Pull Posse bested Team Sisco but then had to face off against the kids before they could claim ultimate victory. The Sharks and Barn Flies banded together to take on the adults, and a prolonged stalemate finally gave way to a win for the children, triggering cheers from the bleachers. Members of the Pull Posse joined in the celebration — for many, their own children were on the opposing team.

Reaching out. — Ray Ewing

Ensuring the safety of all the attendees throughout the three days were the Tri-Town first responders. Recently minted EMT Ashley Moreis grew up going to the fair, but this year was her first time working at it.

“It’s good to be out here, seeing people and helping them if they need you,” she said.

For many volunteers, visitors and vendors, the fair has been a recurring date on their calendar for decades. For vendor Kati Johnsen of Ama Nomad, she looked forward to seeing the friends she has made over her 29 years setting up a fair booth.

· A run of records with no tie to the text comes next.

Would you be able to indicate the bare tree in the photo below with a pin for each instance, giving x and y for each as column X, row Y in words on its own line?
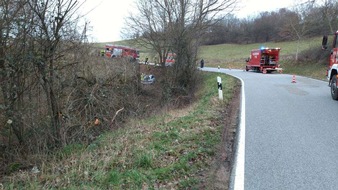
column 53, row 33
column 176, row 26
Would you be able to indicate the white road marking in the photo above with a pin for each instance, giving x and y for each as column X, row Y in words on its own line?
column 237, row 174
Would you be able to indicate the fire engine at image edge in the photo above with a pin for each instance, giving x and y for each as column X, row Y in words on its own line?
column 265, row 60
column 331, row 72
column 119, row 51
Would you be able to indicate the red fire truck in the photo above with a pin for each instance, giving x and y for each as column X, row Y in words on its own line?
column 331, row 72
column 118, row 51
column 264, row 60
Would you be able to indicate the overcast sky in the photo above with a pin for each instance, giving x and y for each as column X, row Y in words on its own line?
column 106, row 16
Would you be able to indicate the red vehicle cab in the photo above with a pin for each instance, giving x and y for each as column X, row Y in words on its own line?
column 118, row 51
column 263, row 60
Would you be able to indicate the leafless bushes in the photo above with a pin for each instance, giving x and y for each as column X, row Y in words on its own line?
column 54, row 91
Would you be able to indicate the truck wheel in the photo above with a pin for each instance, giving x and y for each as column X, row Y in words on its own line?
column 334, row 90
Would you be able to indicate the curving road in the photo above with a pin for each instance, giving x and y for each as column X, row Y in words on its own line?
column 289, row 134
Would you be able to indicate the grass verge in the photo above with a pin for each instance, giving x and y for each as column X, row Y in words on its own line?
column 175, row 150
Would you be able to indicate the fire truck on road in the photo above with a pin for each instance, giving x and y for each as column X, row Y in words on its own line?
column 264, row 60
column 119, row 51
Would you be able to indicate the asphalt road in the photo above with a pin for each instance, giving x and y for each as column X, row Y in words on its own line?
column 291, row 133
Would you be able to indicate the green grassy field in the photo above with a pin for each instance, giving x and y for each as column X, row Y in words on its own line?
column 173, row 150
column 234, row 55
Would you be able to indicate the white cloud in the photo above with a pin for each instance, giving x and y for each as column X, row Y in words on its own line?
column 107, row 16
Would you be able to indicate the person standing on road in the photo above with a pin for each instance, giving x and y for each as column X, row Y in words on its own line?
column 202, row 63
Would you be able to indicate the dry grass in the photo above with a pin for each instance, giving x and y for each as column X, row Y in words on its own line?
column 172, row 150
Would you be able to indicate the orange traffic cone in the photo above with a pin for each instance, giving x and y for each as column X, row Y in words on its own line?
column 293, row 79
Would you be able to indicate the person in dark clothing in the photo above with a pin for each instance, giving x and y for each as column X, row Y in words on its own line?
column 202, row 63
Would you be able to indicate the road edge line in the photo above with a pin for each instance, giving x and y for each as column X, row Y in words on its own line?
column 237, row 171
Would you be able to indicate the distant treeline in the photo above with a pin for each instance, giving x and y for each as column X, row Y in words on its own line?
column 302, row 21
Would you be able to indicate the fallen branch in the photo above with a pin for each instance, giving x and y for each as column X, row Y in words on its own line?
column 112, row 121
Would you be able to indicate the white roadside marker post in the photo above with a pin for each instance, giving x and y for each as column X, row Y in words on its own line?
column 219, row 86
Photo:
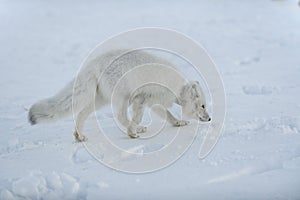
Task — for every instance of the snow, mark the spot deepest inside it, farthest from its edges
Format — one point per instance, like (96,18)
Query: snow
(256,47)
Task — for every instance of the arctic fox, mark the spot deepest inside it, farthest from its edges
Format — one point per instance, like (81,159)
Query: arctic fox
(92,93)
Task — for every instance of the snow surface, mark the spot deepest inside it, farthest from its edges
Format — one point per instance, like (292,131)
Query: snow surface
(256,46)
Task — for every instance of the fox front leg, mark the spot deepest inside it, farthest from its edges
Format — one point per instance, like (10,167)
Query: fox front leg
(138,107)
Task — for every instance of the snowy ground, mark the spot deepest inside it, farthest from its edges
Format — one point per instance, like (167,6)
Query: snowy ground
(256,46)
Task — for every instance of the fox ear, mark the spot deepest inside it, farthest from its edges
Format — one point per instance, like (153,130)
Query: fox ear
(195,83)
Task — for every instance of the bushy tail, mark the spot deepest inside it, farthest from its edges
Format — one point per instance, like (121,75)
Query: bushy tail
(58,106)
(53,108)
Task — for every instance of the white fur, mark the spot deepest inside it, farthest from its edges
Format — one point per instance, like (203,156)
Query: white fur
(89,92)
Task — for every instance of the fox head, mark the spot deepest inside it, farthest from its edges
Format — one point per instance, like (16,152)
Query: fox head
(193,102)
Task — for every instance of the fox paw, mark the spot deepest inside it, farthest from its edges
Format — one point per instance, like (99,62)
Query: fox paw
(79,138)
(181,123)
(134,131)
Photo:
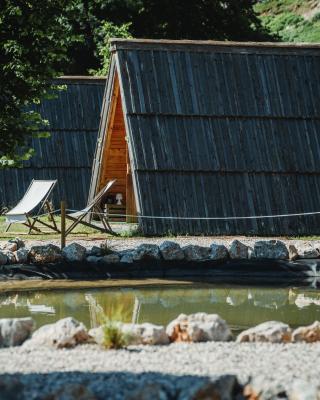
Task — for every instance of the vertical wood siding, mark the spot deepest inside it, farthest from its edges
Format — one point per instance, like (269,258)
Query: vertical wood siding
(67,155)
(221,133)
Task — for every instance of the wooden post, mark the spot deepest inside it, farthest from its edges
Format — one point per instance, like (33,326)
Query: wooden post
(63,223)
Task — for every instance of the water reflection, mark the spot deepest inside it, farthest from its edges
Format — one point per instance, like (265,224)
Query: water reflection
(240,306)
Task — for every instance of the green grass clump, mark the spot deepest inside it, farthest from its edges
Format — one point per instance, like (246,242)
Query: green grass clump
(113,336)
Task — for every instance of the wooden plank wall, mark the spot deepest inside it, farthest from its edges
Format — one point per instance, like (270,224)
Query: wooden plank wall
(114,165)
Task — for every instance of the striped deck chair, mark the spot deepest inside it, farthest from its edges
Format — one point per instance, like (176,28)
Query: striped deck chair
(83,216)
(36,197)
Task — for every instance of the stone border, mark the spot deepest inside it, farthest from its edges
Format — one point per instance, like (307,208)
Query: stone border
(267,260)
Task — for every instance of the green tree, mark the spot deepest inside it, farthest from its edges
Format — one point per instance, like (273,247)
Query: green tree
(34,41)
(165,19)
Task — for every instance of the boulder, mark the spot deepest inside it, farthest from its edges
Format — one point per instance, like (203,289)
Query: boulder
(95,251)
(3,258)
(126,257)
(307,334)
(64,333)
(293,252)
(304,250)
(11,258)
(14,331)
(11,246)
(271,331)
(45,254)
(263,388)
(145,334)
(239,250)
(150,391)
(171,251)
(196,253)
(10,388)
(113,258)
(199,327)
(22,255)
(146,252)
(272,249)
(93,259)
(218,252)
(72,391)
(303,390)
(74,252)
(221,387)
(14,244)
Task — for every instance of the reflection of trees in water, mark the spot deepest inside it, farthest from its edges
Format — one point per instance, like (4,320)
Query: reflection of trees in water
(239,306)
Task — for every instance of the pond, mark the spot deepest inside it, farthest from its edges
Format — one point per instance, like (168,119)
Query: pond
(240,306)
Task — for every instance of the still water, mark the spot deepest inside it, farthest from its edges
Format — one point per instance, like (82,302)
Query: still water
(241,307)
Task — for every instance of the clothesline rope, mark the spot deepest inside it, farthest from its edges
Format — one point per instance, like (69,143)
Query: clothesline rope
(203,218)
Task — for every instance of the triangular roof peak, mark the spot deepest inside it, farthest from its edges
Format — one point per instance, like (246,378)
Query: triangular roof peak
(207,45)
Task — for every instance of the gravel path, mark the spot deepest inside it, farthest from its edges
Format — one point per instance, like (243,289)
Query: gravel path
(127,243)
(116,374)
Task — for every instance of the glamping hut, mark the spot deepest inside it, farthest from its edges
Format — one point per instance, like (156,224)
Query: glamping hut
(194,131)
(74,115)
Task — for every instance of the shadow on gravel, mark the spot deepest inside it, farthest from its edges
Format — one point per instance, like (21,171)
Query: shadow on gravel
(117,385)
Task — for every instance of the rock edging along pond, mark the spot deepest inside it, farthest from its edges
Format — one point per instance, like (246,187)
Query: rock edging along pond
(271,259)
(193,328)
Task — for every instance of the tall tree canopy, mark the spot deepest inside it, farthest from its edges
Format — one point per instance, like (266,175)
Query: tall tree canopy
(34,40)
(41,40)
(162,19)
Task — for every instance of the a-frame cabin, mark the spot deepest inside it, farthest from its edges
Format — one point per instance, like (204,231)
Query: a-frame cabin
(199,130)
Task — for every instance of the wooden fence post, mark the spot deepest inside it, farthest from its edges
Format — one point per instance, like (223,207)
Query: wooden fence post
(63,223)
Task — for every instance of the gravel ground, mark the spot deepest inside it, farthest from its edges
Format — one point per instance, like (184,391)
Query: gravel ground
(127,243)
(116,374)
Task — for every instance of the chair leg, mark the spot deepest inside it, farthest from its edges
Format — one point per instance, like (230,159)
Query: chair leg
(8,227)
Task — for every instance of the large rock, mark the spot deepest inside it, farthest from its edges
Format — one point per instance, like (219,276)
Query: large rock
(113,258)
(14,244)
(308,334)
(66,332)
(196,253)
(239,250)
(45,254)
(271,331)
(11,258)
(303,390)
(145,334)
(304,250)
(22,255)
(74,252)
(3,258)
(126,257)
(199,327)
(93,259)
(146,252)
(71,391)
(10,388)
(218,252)
(273,249)
(263,388)
(171,251)
(224,387)
(136,334)
(14,331)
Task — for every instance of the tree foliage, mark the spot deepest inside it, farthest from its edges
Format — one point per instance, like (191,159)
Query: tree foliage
(165,19)
(41,40)
(34,40)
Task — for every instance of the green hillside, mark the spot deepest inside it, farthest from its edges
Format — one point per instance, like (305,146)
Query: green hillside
(291,20)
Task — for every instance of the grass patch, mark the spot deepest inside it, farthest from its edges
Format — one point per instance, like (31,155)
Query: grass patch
(286,19)
(21,230)
(113,336)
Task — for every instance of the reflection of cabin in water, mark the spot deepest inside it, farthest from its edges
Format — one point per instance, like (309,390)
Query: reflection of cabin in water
(212,129)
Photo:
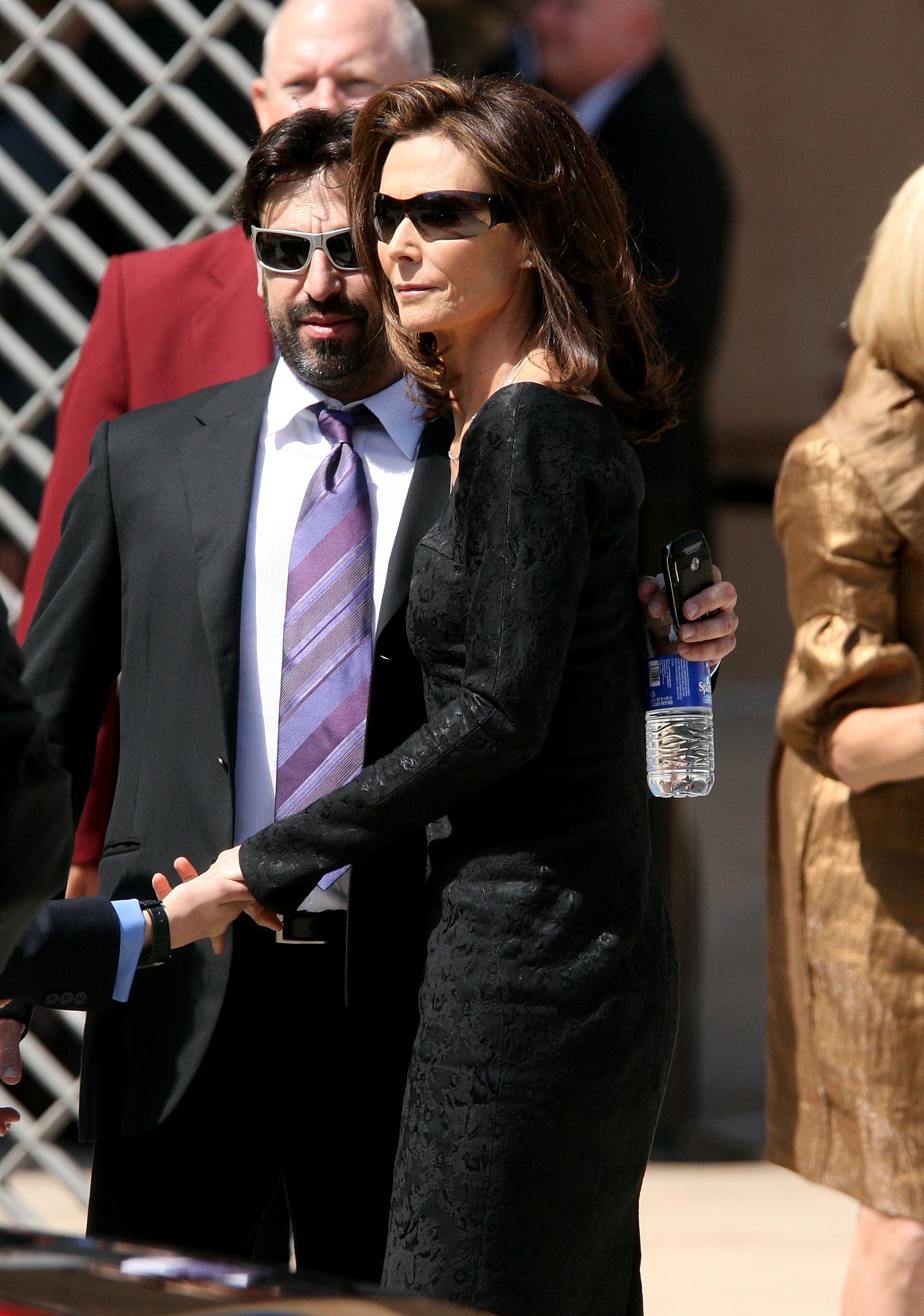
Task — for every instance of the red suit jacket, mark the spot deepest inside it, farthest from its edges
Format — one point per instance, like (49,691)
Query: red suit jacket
(166,324)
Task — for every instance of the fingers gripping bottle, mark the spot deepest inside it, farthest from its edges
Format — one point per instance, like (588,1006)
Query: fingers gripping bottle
(678,728)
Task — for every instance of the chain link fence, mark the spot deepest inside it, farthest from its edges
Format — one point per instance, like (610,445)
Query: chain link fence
(123,125)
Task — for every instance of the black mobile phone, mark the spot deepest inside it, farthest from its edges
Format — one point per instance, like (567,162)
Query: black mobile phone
(688,568)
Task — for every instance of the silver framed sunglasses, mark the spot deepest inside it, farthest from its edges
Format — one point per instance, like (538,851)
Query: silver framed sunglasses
(290,250)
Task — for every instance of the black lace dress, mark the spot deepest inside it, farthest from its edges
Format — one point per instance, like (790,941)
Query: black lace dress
(548,1006)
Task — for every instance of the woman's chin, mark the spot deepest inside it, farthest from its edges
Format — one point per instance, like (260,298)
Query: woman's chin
(415,320)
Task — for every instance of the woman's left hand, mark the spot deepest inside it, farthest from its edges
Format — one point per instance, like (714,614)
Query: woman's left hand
(699,641)
(228,868)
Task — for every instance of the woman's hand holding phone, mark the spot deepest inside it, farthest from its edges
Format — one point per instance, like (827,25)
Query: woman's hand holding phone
(709,640)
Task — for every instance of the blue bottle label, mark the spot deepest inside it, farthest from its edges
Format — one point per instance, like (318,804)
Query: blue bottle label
(676,683)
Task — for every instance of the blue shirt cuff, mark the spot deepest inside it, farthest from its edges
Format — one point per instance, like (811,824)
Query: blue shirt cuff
(132,923)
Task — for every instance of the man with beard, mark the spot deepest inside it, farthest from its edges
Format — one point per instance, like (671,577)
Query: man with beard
(185,318)
(183,564)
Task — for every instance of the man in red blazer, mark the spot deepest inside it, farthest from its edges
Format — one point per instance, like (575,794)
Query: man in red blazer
(185,318)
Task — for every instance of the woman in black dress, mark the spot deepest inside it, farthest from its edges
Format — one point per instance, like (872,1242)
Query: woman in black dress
(549,1001)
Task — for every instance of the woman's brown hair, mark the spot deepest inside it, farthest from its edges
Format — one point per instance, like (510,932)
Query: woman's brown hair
(593,314)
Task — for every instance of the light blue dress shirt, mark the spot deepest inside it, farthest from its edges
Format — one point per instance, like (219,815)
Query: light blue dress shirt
(132,926)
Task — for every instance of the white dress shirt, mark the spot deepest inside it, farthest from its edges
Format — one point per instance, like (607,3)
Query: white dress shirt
(291,449)
(594,107)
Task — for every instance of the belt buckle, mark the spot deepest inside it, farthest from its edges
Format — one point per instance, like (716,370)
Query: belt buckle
(304,928)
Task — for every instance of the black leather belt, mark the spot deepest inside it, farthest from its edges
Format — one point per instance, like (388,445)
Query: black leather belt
(326,928)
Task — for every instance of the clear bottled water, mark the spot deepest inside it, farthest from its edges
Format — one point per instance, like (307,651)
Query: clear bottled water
(678,728)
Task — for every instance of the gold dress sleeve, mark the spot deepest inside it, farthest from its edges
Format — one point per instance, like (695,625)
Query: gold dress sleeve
(843,557)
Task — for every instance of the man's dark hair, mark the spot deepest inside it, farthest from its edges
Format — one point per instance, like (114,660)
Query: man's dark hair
(294,149)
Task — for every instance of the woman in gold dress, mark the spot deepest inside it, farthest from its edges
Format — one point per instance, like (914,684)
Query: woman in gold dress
(847,865)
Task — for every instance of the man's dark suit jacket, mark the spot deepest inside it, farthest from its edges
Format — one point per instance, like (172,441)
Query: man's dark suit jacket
(681,214)
(68,957)
(36,831)
(147,581)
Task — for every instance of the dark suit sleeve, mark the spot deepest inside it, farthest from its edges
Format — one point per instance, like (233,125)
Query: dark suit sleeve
(68,956)
(73,648)
(36,832)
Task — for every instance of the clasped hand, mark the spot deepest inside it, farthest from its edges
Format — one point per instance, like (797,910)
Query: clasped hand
(207,906)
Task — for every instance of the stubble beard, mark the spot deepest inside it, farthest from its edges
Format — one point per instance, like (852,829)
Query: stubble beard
(360,366)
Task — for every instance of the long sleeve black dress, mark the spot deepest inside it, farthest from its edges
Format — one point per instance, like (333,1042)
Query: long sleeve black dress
(548,1007)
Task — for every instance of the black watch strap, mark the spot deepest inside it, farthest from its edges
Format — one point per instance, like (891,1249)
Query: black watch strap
(158,952)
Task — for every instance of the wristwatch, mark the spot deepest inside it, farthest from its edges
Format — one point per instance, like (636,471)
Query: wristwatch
(158,952)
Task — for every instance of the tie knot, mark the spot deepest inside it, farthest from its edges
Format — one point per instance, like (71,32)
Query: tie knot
(339,426)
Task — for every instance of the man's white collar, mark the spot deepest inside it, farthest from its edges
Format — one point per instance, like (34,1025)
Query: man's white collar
(399,416)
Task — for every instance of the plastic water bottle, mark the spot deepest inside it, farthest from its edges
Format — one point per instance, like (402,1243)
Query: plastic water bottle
(678,728)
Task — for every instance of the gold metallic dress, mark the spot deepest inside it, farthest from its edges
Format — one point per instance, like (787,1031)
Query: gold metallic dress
(845,1101)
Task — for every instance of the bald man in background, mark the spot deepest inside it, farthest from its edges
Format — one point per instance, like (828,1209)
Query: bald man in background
(189,316)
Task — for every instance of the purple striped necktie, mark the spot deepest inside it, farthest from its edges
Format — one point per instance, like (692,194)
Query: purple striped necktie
(328,629)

“I get to see my customers that come back every year,” she said. “You enjoy the other vendors, which are very important to me... It’s just wonderful.”

And that's a wrap for 2021. — Jeanna Shepard

Ms. Lynch highlighted the tireless efforts of the Island volunteers who bring the tradition to life.

“It’s such an amazing event and all of these people that have been doing it for so long come together and they just kick into high gear,” she said. “They know what they need to do, they know what the end goal is, and if their job is finished, they slide into something else and make sure everyone else is covered.”